De plus, il est possible que M. Rouhani tente de faire comprendre à Khamenei et au public que le Parlement et l’aile conservatrice tentent de le freiner d’une manière qui constitue une menace directe pour les citoyens iraniens et leur santé. Se méfiant des conservateurs et conscient du désespoir des jeunes et de la déception de ses performances, il pourrait essayer d’améliorer la position de son aile avant les élections de mai.
Quoi qu’il en soit, la résurgence du COVID-19 qui a débuté en mai est effectivement sévère. Il y a eu environ 200 décès liés aux coronavirus en Iran chaque jour, et la colère et l’inquiétude s’accentuent.
« La situation est terrible », a déclaré M. Javedanfar. « Ceux qui le peuvent essaient de quitter le pays. Il y a plus de cas de dépression et d’agression. Le désespoir conduit les gens à agir de façon illogique, et la façon dont l’administration [gère la crise] encourage ce comportement.

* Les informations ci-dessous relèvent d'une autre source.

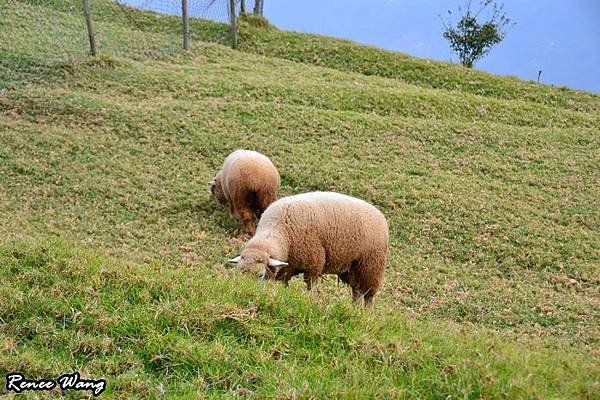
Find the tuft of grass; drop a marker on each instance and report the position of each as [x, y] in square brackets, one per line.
[490, 191]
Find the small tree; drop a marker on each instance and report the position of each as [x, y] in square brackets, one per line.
[471, 39]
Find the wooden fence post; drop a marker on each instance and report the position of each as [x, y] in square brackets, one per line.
[232, 22]
[186, 24]
[88, 22]
[257, 7]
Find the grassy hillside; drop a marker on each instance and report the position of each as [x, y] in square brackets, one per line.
[489, 185]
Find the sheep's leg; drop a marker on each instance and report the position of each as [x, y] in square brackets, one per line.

« Le marché boursier de Téhéran est en quelque sorte en plein essor dans la période financièrement la plus difficile que le pays ait connue. Nous avons connu des records sans précédent. Les gens investissent des fortunes dans diverses entreprises qui sont au bord de la faillite, et l’administration les ressuscite. La chaîne Telegram du Corps des Gardiens de la Révolution islamique encourage le public à investir en bourse. Comprenez-vous ? Les gens qui ne peuvent pas gagner leur vie vendent leurs voitures, les agriculteurs vendent leurs tracteurs, dans l’espoir de s’enrichir via la bourse ».
L’accord vague de la Chine
Un développement dans les relations de l’Iran avec le monde extérieur qui a reçu une attention significative est l’accord entre la Chine et l’Iran, selon lequel la Chine investira prétendument en Iran.
Mais il est douteux que cet accord ait une substance. Il ressemble davantage à une déclaration d’intention qui vise, d’une part, à montrer aux États-Unis que la Chine n’acceptera pas les diktats du président américain Donald Trump et, d’autre part, à servir les intérêts iraniens en donnant de l’espoir à la population.
L’accord ne comporte aucun élément concret ou spécifique, du moins pour le moment. Il semble pour l’instant destiné à apporter une certaine résilience interne à l’administration iranienne.
Face aux sanctions paralysantes des États-Unis et du reste du monde, à la sinistre situation financière et à la pandémie, l’avenir de la population et de l’administration iraniennes n’est pas clair.
L’Iran va-t-il devenir plus conservateur ? Peut-être. Si un président conservateur gagne l’élection, l’équilibre délicat entre conservateurs et modérés sera rompu, et les trois branches du gouvernement seront aux mains des conservateurs – le Parlement, la présidence et le pouvoir judiciaire, qui sont actuellement dirigés par l’ayatollah Ebrahim Raisi, un conservateur qui a été signalé comme un héritier potentiel de Khamenei.
D’autre part, une victoire de l’aile modérée enverrait le message que les dirigeants iraniens souhaitent suivre les mêmes lignes qu’auparavant, peut-être dans l’espoir d’un changement du côté américain.
Cependant, ni une prise de contrôle par les conservateurs ni un équilibre entre conservateurs et modérés ne sont susceptibles de provoquer l’effondrement ou le renversement du régime.